Bohl: Ich glaube vielmehr, dass Unsicherheit und Nicht-Festlegung auf einen bestimmten Entwurf das Gegenmittel sein müsste, mit dem sich einer Festschreibung begegnen lässt. Man kann schließlich auch mit Desinteresse arbeiten, sich schlicht nicht dafür interessieren, was auf einen projiziert wird.

Anmerkungen

[1]"Maschenmode" heißt heute Galerie Guido W. Baudach. Ende 1999 wurde der Projektraum "Maschenmode" von Guido W. Baudach, Martin Germann und Peter K. Koch auf der Torstraße, Ecke Chausseestraße in Berlin-Mitte in einem ehemaligen Ostberliner Strickmodengeschäft gegründet. Im letzten Sommer wurden größere Räume in der Oudenarder Straße in Berlin-Wedding bezogen.
[2]Die Gruppe hobbypopMUSEUM wurde 1998 von einer Gruppe von Maler/innen in Düsseldorf (mit Mitgliedern aus London) gegründet und bedient sich verschiedenster Medien. Diese in "Settings" kombinierten und als Vermittlungsmedien verstandenen Arbeiten befragen situationsspezifisch das Konzept Ausstellung. In wechselnder Zusammensetzung existiert hoppypopMUSEUM bis heute.
[3]Akademie Isotrop wurde 1996 in Hamburg von einer etwa zwanzig junge Künstler/innen umfassenden Gruppe gegründet. Als Antwort auf die Praktiken etablierter Ausbildungsinstitutionen entwickelten sie ihr eigenes Curriculum, für das bestimmte Aktivitäten charakteristisch waren: Gegenseitige Korrektur, Vorträge und Performances von Mitgliedern und eingeladenen Gästen, Einzel- und Gruppenausstellungen in einer selbst organisierten Galerie, die Herausgabe einer Zeitschrift. Existierte unter diesem Namen bis 1999.
[4]Der von Thomas Zipp konzipierte und gemeinsam mit Guido W. Baudach betriebene Künstlertreff "Dirt" wurde Ende November 2000 in direkter Nachbarschaft zur "Maschenmode" eröffnet, einer ehemaligen Fahrschule.
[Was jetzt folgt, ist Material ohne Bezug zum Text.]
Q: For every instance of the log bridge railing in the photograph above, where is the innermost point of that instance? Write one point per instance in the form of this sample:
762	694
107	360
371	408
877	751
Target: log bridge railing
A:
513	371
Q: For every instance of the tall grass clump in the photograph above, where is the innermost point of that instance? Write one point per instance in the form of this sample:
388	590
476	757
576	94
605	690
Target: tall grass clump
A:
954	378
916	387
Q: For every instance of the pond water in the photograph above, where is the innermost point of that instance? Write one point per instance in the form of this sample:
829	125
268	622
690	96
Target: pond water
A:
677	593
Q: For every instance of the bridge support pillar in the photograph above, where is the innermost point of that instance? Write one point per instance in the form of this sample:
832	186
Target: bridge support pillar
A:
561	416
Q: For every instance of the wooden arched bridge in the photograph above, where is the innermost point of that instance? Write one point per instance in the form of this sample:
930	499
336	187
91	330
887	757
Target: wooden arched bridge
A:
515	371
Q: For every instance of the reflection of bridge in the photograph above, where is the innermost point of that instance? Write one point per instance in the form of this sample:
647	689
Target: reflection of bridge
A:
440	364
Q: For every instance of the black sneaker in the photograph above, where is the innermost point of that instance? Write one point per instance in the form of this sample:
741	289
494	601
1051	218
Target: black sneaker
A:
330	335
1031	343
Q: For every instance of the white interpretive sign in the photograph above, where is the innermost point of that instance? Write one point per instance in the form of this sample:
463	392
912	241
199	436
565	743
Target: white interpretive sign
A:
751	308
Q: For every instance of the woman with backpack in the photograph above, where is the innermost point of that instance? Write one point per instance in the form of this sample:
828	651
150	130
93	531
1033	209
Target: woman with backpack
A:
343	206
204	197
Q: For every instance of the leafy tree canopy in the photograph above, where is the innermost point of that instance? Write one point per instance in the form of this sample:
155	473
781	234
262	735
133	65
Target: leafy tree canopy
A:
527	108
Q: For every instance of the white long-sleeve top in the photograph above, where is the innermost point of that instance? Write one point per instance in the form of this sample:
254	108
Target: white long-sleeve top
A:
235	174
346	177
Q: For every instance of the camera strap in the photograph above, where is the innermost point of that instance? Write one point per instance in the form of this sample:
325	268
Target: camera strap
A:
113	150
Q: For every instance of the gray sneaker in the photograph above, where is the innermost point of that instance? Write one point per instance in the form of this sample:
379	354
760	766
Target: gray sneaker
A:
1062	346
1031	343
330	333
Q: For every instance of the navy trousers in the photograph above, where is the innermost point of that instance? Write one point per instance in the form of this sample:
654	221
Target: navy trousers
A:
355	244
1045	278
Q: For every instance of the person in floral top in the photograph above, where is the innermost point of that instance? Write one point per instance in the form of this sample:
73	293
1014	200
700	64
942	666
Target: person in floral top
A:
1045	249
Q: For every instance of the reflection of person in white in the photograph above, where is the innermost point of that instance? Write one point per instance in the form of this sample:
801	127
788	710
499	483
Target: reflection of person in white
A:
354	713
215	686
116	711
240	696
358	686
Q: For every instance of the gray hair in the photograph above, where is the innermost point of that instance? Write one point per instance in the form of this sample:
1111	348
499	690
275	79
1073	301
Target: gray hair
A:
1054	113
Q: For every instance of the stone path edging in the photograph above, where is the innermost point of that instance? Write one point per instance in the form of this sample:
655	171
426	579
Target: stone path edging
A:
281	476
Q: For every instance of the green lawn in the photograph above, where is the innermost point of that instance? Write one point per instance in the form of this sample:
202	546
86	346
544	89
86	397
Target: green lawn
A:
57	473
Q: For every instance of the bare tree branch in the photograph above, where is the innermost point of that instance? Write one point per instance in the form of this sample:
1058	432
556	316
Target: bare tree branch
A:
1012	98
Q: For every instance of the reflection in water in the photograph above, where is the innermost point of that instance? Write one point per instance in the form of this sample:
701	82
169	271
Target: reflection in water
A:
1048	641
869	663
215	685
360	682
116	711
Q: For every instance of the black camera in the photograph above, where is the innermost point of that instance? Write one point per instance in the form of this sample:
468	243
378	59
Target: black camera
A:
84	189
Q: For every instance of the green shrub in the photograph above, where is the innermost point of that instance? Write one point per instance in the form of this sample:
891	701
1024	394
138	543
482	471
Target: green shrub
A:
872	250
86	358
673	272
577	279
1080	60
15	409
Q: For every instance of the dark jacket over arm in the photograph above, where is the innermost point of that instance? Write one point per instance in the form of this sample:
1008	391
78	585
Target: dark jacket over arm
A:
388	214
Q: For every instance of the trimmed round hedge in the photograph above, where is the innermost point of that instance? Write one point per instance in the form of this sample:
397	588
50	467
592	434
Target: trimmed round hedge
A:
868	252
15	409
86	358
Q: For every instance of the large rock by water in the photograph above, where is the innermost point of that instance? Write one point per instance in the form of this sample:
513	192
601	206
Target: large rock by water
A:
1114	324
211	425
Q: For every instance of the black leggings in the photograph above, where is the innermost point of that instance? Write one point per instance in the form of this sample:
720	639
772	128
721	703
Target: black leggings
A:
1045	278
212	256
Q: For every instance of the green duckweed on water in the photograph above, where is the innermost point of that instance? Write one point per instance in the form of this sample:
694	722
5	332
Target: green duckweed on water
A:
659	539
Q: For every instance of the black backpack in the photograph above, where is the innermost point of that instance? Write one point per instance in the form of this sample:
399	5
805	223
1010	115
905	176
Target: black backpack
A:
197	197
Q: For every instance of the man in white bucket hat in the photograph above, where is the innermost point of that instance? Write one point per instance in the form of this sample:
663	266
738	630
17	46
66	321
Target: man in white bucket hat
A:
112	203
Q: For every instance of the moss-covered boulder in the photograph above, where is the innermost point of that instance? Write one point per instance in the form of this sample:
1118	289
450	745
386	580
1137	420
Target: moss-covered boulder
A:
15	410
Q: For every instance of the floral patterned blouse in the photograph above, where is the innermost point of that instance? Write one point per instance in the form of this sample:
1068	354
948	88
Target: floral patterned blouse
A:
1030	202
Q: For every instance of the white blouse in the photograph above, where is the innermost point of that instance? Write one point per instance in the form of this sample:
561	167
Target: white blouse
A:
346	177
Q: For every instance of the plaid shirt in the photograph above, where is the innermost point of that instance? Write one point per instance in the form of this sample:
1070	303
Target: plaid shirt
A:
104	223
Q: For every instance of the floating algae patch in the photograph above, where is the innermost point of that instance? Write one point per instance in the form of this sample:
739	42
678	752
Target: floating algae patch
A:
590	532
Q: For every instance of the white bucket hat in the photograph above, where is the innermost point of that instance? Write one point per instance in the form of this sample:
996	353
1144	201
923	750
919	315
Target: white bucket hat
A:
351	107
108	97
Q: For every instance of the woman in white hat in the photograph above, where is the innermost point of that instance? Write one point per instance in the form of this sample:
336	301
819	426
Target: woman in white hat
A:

Das "Dirt" war unter anderem zur Finanzierung des Ausstellungsbetriebs gedacht und blieb bis Mai 2001 geöffnet.
[5]Die Zeitschrift 'MEISE', jährlich erscheinend im Berliner Verlag Heckler und Koch, entstand aus dem Kontext der Galerie "Maschenmode". Für die zwei bisherigen Ausgaben wurden "Amerika" (Oktober 2003) und "Der Europakrieg" (September 2004) als thematische Schwerpunkte gewählt – daneben gab es Beiträge zu Kunst und Literatur sowie Kochrezepte.